Perhaps the command should retry after EINTR. Out of scope here.
> Then
> monitor_qmp_dispatcher_co() tries to execute the rest of the queued
> commands, i.e. the next 'memsave' that will hang in the same way.
>
> Fixing this is easy enough:
>
> diff --git a/monitor/qmp.c b/monitor/qmp.c
> index 43880fa623..46939537b4 100644
> --- a/monitor/qmp.c
> +++ b/monitor/qmp.c
> @@ -227,6 +227,10 @@ void coroutine_fn monitor_qmp_dispatcher_co(void *data)
> */
> qatomic_mb_set(&qmp_dispatcher_co_busy, false);
>
> + if (qmp_dispatcher_co_shutdown) {
> + return;
> + }
> +
> while (!(req_obj = monitor_qmp_requests_pop_any_with_lock())) {
> /*
> * No more requests to process. Wait to be reentered from
>
>> The ninth C-c gives me the error reply for (in-band) command 17, and a crash:
>>
>> Terminal 1 now shows
>>
>> ^Cqemu-system-x86_64-qemu: terminating on signal 2
>> ^C^C^C^C^C^C^C^Cqemu-system-x86_64-qemu: ../util/async.c:343:
>> aio_ctx_finalize: Assertion `flags & BH_DELETED' failed.
>> Aborted (core dumped)
>
> So all of this happens inside of monitor_cleanup(), while waiting for
> monitor_qmp_dispatcher_co() to shut down:
>
> AIO_WAIT_WHILE(qemu_get_aio_context(),
> (aio_poll(iohandler_get_aio_context(), false),
> qatomic_mb_read(&qmp_dispatcher_co_busy)));
>
> Importantly, this is _after_ calling iothread_stop(), which made sure
> that all pending BHs in the monitor iothread are executed.
>
> What now happens is that monitor_qmp_dispatcher_co() wants to resume
> the monitor. This schedules a new BH on the iothread, which was already
> supposed to be inactive.
>
> When finally all requests are handled and monitor_cleanup() continues
> after the polling loop and calls iothread_destroy(), we notice that
> there is a pending BH where there shouldn't be any and abort.
>
> I think this means that the commit should have moved even the
> iothread_stop() call to below the polling loop.

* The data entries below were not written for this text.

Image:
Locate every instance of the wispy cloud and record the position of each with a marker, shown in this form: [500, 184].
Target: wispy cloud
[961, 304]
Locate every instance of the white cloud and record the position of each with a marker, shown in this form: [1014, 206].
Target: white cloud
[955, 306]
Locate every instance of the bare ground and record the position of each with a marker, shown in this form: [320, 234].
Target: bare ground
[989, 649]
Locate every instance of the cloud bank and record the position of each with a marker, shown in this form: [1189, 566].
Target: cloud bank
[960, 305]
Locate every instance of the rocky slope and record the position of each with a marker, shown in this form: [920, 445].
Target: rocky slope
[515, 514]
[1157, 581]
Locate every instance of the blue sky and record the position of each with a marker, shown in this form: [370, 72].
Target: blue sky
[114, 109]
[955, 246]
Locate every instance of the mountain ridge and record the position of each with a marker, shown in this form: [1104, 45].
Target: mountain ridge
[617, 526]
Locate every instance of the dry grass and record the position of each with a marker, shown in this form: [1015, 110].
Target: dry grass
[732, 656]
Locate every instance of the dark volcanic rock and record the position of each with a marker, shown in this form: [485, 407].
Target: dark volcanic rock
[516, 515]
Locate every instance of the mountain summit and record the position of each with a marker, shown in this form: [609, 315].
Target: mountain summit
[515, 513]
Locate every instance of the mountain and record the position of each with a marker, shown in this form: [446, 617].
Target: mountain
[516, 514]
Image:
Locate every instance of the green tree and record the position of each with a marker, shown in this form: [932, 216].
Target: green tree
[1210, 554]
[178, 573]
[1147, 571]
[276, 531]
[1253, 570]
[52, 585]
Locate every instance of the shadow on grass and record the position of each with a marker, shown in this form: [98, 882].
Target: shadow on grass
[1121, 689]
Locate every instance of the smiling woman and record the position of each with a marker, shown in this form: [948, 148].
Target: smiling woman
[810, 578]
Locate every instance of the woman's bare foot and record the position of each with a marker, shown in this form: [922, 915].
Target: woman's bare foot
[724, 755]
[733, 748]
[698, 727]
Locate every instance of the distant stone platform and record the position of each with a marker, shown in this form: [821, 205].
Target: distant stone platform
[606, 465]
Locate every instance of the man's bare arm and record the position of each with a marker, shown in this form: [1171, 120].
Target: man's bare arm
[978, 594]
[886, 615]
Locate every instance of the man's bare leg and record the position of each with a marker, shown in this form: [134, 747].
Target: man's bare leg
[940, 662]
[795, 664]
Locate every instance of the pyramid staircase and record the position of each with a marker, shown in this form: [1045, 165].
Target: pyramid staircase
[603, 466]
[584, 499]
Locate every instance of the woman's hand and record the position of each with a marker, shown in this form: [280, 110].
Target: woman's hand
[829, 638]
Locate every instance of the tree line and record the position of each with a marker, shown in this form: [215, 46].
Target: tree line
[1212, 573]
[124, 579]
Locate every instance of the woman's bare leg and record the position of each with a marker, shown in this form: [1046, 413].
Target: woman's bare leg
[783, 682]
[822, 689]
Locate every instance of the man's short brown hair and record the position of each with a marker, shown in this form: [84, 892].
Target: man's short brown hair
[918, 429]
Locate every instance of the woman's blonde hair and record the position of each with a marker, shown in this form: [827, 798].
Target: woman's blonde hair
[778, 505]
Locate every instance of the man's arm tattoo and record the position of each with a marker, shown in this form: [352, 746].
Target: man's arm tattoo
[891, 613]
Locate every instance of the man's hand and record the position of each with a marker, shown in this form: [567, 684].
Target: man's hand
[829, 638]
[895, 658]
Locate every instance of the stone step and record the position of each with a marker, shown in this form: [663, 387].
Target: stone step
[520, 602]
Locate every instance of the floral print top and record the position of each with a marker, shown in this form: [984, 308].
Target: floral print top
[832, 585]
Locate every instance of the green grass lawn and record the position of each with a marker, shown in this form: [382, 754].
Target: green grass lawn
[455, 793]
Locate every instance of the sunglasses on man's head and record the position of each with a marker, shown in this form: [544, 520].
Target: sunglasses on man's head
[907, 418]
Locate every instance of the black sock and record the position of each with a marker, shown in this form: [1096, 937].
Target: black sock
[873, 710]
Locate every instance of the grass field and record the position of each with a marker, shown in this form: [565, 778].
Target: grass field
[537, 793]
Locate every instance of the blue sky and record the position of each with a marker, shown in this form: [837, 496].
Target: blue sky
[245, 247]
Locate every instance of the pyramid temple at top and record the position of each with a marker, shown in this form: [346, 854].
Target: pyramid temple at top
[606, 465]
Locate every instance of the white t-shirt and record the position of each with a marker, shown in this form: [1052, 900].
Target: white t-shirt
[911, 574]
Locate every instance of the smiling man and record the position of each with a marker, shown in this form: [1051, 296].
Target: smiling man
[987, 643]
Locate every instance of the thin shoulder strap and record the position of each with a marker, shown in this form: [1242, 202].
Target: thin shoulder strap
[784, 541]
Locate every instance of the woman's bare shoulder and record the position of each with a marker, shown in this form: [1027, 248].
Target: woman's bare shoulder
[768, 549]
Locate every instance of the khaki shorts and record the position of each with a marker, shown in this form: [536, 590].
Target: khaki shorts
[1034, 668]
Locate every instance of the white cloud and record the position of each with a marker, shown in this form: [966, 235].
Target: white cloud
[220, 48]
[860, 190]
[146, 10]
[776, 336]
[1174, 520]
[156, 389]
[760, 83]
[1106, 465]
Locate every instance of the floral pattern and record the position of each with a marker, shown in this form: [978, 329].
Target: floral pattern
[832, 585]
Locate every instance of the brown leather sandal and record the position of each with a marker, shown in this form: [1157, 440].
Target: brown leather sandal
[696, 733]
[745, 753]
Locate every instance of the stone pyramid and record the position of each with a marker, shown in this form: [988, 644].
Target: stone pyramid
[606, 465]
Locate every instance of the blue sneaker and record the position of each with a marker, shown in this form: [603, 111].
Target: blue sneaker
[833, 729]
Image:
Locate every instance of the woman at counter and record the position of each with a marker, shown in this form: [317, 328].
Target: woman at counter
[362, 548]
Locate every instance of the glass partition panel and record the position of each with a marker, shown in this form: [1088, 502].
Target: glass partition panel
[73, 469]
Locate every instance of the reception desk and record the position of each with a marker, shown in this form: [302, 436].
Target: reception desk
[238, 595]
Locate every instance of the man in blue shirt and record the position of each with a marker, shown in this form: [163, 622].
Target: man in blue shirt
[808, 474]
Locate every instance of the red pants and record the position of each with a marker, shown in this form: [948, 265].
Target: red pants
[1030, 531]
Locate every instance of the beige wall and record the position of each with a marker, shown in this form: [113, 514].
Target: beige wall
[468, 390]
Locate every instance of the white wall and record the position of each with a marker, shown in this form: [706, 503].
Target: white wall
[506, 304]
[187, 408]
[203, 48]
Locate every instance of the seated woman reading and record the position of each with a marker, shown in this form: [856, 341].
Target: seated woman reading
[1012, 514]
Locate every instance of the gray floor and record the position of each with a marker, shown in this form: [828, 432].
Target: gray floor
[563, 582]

I can't reproduce the
> problem any more with the fix above, but I think the current order in
> monitor_cleanup() is still a (possibly latent) bug.
>
> So why did all of that work before 357bda95?
>
> If the old code didn't crash as described in the commit message, it
> would just free all kinds of monitor resources while the coroutine was
> still running. This includes removing all pending requests from the
> queue. I guess this is what accidentally made it "work" previously.
Awesome.
Thanks for writing up your analysis!